Quelle: Martin Geist

Kiel. Kurios: Bei einer möglichen Teilöffnung des Bades wird zwar auch das große Becken aus Sicherheitsgründen mit Wasser befüllt, steht nach Mitteilung von Sportdezernent Gerwin Stöcken im Sportausschuss in dieser Saison allerdings nicht zum Baden zur Verfügung.

Das flotte Tempo darf allerdings nicht als Indiz dafür gewertet werden, dass die Sanierung reibungslos läuft. Im Gegenteil stellte sich heraus, dass die Unterspülungen der Folie nicht nur von den mittlerweile frisch abgedichteten und verschraubten Einspüldüsen herrühren, sondern auch von etlichen weiteren Lecks in der Folie. Besonders im Bereich der Treppen hat Sergej Nein von der in Halle an der Saale ansässigen Firma M.A.S. schadhafte Stellen ausgemacht. „Ich repariere, was ich sehe.

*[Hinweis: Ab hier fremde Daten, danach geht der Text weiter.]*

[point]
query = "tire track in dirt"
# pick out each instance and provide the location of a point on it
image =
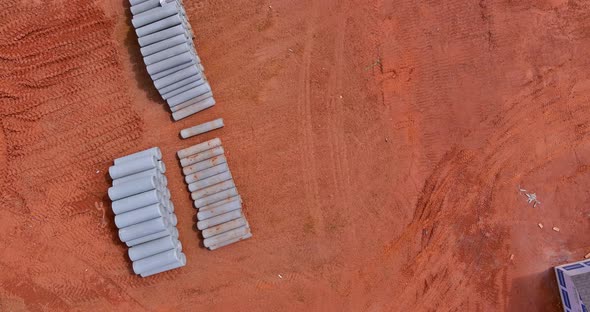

Und dann hoffen wir, dass es gut geht“, sagt der Mann von dem auf Folienauskleidung und Schwimmbadtechnik spezialisierten Unternehmen.

 Er sagt aber auch: „Eigentlich ist die Folie durch.“ Sie noch ein paar Jahre durch Flickaktionen wie die jetzige zu erhalten, das könne man zwar durchaus probieren, langfristig sei das aber keine Lösung. Gerwin Stöcken rechnet bei den Folie-Flickarbeiten einschließlich Einspüldüsen-Reparatur im Nichtschwimmerbecken mit Kosten von rund 10.000 Euro. Er stellte im Ausschuss allerdings auch klar: „Die Reparaturen sind ein Versuch. Geht er im Verlauf eines 14-tägigen Probebetriebs schief, entstehen erst einmal keine weiteren Kosten für eine neue Steuerungstechnik an der Chlorgasanlage.“ Pro Becken müssten dafür zwischen 30.000 und 40.000 Euro veranschlagt werden.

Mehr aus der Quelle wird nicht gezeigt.